Ojcowie Soborowi w związku z po­glądami głoszonymi przez przedstawicieli reformacji zastanawiali się między innymi nad sposobem przyjmowania Chrystusa w Eucharystii. Powiedziano wtedy o trzech możliwościach komunii z Jezusem: „jedni przyjmują Go tylko sakramentalnie, jak grzesznicy; inni tylko duchowo, mianowicie ci, którzy w pragnieniu spożywając ów podawany niebiański chleb – żywą wiarą, która działa przez miłość – odczuwają jego owoc i pożytek; inni wreszcie przyjmują Go zarówno sakramentalnie, jak i duchowo, a są to ci, którzy tak się wpierw przygoto­wują, że do tego Bożego Stołu przystępują odziani w weselną szatę”.
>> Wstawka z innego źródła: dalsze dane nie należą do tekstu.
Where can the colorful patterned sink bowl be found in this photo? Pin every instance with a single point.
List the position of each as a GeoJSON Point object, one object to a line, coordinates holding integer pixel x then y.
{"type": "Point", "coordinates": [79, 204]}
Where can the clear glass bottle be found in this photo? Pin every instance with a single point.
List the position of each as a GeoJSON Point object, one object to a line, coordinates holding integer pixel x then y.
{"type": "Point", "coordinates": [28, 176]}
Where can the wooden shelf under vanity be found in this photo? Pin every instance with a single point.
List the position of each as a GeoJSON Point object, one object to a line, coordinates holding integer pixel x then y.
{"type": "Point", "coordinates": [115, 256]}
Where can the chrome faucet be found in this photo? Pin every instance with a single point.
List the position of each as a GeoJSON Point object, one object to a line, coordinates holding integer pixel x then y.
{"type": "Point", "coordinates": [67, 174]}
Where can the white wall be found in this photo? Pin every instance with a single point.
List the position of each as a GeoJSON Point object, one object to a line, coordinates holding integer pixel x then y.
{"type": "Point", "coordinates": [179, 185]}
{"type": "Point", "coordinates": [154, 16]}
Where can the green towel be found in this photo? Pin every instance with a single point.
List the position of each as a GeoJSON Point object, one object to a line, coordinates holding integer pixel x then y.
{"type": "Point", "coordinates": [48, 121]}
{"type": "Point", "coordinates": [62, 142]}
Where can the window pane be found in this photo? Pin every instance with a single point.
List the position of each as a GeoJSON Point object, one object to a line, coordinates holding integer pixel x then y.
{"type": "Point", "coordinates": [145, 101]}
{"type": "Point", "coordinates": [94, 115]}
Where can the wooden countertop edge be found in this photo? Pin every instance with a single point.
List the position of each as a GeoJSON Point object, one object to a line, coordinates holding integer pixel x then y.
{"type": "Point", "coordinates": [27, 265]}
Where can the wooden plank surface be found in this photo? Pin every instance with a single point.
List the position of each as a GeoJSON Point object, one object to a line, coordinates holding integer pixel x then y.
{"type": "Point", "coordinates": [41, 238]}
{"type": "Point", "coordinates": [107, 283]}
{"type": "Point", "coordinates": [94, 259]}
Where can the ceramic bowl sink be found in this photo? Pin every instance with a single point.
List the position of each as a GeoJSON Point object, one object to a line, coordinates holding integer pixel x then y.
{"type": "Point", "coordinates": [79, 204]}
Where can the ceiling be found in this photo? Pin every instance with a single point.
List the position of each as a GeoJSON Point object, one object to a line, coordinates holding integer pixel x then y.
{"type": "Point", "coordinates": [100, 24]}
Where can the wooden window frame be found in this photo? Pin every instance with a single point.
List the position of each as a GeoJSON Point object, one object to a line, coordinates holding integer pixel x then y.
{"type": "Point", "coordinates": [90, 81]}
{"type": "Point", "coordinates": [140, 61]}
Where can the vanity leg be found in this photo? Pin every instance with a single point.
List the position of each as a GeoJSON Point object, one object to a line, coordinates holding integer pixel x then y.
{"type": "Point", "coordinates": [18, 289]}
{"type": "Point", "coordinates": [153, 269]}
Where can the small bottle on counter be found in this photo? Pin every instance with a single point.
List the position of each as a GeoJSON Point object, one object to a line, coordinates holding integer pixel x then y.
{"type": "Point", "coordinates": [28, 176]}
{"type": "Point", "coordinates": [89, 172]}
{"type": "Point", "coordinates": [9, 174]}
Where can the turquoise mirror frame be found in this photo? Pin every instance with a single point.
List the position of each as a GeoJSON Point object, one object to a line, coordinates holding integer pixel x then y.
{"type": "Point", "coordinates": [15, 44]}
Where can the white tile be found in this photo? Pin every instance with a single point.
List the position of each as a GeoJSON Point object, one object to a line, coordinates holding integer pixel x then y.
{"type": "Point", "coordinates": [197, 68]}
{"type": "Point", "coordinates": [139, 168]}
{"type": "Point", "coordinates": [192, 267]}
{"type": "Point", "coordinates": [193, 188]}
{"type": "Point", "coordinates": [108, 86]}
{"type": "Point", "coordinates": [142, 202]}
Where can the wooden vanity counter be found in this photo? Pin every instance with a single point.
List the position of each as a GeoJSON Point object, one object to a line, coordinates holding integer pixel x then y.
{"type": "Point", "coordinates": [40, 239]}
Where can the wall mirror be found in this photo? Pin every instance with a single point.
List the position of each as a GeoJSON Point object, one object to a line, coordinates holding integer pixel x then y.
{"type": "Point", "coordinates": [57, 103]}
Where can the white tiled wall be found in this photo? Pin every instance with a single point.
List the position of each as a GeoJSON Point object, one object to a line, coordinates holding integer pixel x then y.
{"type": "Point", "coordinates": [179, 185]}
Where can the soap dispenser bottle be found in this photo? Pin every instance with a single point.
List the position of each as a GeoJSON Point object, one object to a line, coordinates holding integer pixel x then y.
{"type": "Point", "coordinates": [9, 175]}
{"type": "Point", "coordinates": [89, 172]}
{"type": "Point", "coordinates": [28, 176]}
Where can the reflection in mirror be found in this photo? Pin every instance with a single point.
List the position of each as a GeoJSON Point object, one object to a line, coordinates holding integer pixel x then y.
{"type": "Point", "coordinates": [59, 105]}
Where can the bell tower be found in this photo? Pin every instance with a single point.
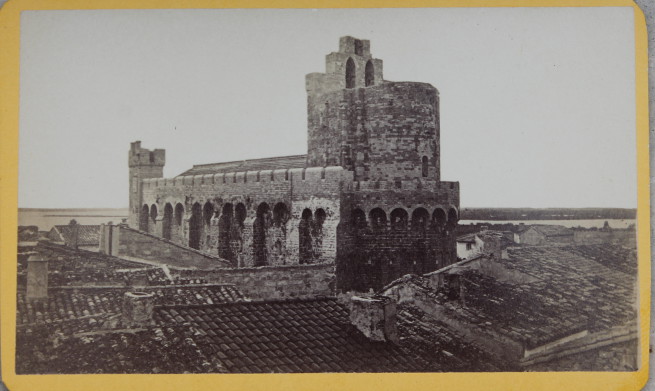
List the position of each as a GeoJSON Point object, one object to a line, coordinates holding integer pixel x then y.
{"type": "Point", "coordinates": [143, 164]}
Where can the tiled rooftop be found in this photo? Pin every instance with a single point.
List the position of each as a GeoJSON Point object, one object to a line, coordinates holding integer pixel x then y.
{"type": "Point", "coordinates": [273, 163]}
{"type": "Point", "coordinates": [73, 267]}
{"type": "Point", "coordinates": [449, 350]}
{"type": "Point", "coordinates": [613, 256]}
{"type": "Point", "coordinates": [152, 350]}
{"type": "Point", "coordinates": [289, 336]}
{"type": "Point", "coordinates": [549, 230]}
{"type": "Point", "coordinates": [68, 304]}
{"type": "Point", "coordinates": [569, 293]}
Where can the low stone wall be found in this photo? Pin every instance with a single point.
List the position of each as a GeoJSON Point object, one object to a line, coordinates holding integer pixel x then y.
{"type": "Point", "coordinates": [133, 243]}
{"type": "Point", "coordinates": [273, 282]}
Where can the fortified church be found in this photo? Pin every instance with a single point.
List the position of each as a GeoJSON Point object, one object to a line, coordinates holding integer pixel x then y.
{"type": "Point", "coordinates": [367, 197]}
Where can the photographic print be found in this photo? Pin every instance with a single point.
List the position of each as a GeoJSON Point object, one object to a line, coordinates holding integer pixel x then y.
{"type": "Point", "coordinates": [411, 190]}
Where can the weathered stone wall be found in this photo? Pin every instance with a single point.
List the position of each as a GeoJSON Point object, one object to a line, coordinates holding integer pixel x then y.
{"type": "Point", "coordinates": [251, 218]}
{"type": "Point", "coordinates": [273, 282]}
{"type": "Point", "coordinates": [138, 244]}
{"type": "Point", "coordinates": [381, 132]}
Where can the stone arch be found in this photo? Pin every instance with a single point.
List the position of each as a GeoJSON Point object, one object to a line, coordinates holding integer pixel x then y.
{"type": "Point", "coordinates": [399, 217]}
{"type": "Point", "coordinates": [262, 221]}
{"type": "Point", "coordinates": [378, 218]}
{"type": "Point", "coordinates": [153, 213]}
{"type": "Point", "coordinates": [144, 219]}
{"type": "Point", "coordinates": [305, 236]}
{"type": "Point", "coordinates": [280, 214]}
{"type": "Point", "coordinates": [439, 218]}
{"type": "Point", "coordinates": [350, 73]}
{"type": "Point", "coordinates": [420, 219]}
{"type": "Point", "coordinates": [167, 221]}
{"type": "Point", "coordinates": [369, 74]}
{"type": "Point", "coordinates": [320, 217]}
{"type": "Point", "coordinates": [195, 226]}
{"type": "Point", "coordinates": [207, 212]}
{"type": "Point", "coordinates": [317, 233]}
{"type": "Point", "coordinates": [358, 218]}
{"type": "Point", "coordinates": [224, 232]}
{"type": "Point", "coordinates": [240, 214]}
{"type": "Point", "coordinates": [452, 217]}
{"type": "Point", "coordinates": [179, 214]}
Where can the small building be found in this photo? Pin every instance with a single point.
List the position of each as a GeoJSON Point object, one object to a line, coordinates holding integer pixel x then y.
{"type": "Point", "coordinates": [476, 243]}
{"type": "Point", "coordinates": [538, 235]}
{"type": "Point", "coordinates": [76, 235]}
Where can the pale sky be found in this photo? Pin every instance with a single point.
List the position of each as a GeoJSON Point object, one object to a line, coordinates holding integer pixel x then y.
{"type": "Point", "coordinates": [537, 104]}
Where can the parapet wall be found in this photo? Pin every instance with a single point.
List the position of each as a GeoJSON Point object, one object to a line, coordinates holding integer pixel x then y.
{"type": "Point", "coordinates": [250, 218]}
{"type": "Point", "coordinates": [273, 282]}
{"type": "Point", "coordinates": [133, 243]}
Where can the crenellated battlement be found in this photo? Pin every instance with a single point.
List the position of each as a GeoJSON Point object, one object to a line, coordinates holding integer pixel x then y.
{"type": "Point", "coordinates": [309, 174]}
{"type": "Point", "coordinates": [367, 197]}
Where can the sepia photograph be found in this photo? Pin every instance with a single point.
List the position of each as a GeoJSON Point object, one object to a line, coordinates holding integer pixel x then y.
{"type": "Point", "coordinates": [409, 190]}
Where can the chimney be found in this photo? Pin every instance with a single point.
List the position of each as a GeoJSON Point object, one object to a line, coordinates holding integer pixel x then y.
{"type": "Point", "coordinates": [37, 277]}
{"type": "Point", "coordinates": [137, 309]}
{"type": "Point", "coordinates": [375, 317]}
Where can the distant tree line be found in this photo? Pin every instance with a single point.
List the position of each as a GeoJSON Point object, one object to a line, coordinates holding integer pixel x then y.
{"type": "Point", "coordinates": [546, 213]}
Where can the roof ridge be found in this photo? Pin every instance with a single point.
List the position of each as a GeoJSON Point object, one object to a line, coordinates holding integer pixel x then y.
{"type": "Point", "coordinates": [249, 302]}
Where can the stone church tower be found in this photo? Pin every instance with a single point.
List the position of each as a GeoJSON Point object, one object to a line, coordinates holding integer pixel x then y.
{"type": "Point", "coordinates": [367, 197]}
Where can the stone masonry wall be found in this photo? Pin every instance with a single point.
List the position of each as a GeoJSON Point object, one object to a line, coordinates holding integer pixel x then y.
{"type": "Point", "coordinates": [381, 132]}
{"type": "Point", "coordinates": [251, 218]}
{"type": "Point", "coordinates": [274, 282]}
{"type": "Point", "coordinates": [137, 244]}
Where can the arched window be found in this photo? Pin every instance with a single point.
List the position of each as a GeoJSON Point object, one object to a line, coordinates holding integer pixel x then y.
{"type": "Point", "coordinates": [224, 232]}
{"type": "Point", "coordinates": [167, 222]}
{"type": "Point", "coordinates": [144, 218]}
{"type": "Point", "coordinates": [179, 214]}
{"type": "Point", "coordinates": [305, 237]}
{"type": "Point", "coordinates": [280, 214]}
{"type": "Point", "coordinates": [424, 166]}
{"type": "Point", "coordinates": [358, 218]}
{"type": "Point", "coordinates": [153, 213]}
{"type": "Point", "coordinates": [369, 77]}
{"type": "Point", "coordinates": [399, 219]}
{"type": "Point", "coordinates": [320, 218]}
{"type": "Point", "coordinates": [240, 213]}
{"type": "Point", "coordinates": [452, 217]}
{"type": "Point", "coordinates": [439, 218]}
{"type": "Point", "coordinates": [350, 73]}
{"type": "Point", "coordinates": [195, 226]}
{"type": "Point", "coordinates": [420, 219]}
{"type": "Point", "coordinates": [378, 218]}
{"type": "Point", "coordinates": [208, 212]}
{"type": "Point", "coordinates": [259, 234]}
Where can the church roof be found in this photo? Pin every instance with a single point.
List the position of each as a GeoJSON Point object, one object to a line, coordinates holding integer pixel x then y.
{"type": "Point", "coordinates": [270, 163]}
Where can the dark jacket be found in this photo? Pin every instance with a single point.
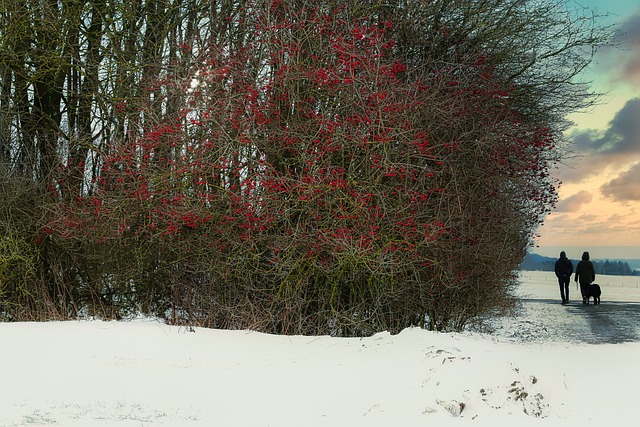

Współcześnie zwraca się uwagę na to, że komunia duchowa, chociaż opiera się mocno na pragnieniu przyjęcia tej sakramentalnej, nie jest komunią pragnienia. Istnieje różnica między ochrzczonym, który pragnie duchowego zjednoczenia z Chrystusem i realizuje je sakramentalnie, przystępując do Komunii sakramentalnej, a takim, który trwając w grzechu, nie przystępuje do niej, chociaż nie traci jej pragnienia w swoim sercu. Nie ma miłości do Chrystusa bez pragnienia zjednoczenia się z Nim sakramentalnie. To jest istota komunii duchowej. Zatem czym innym jest sakrament ex voto, przez który czło­wiek otrzymuje owoce bez znaku sakra­mentalnego, a czym innym pragnienie sakramentu. Jest to bardzo istotne roz­różnienie, zwłaszcza w kontekście osób żyjących w związkach niesakramentalnych, którym „zamiast” Komunii sakramentalnej proponuje się czasem komunię duchową.

Alternatywa dla żyjących w związkach niesakramentalnych?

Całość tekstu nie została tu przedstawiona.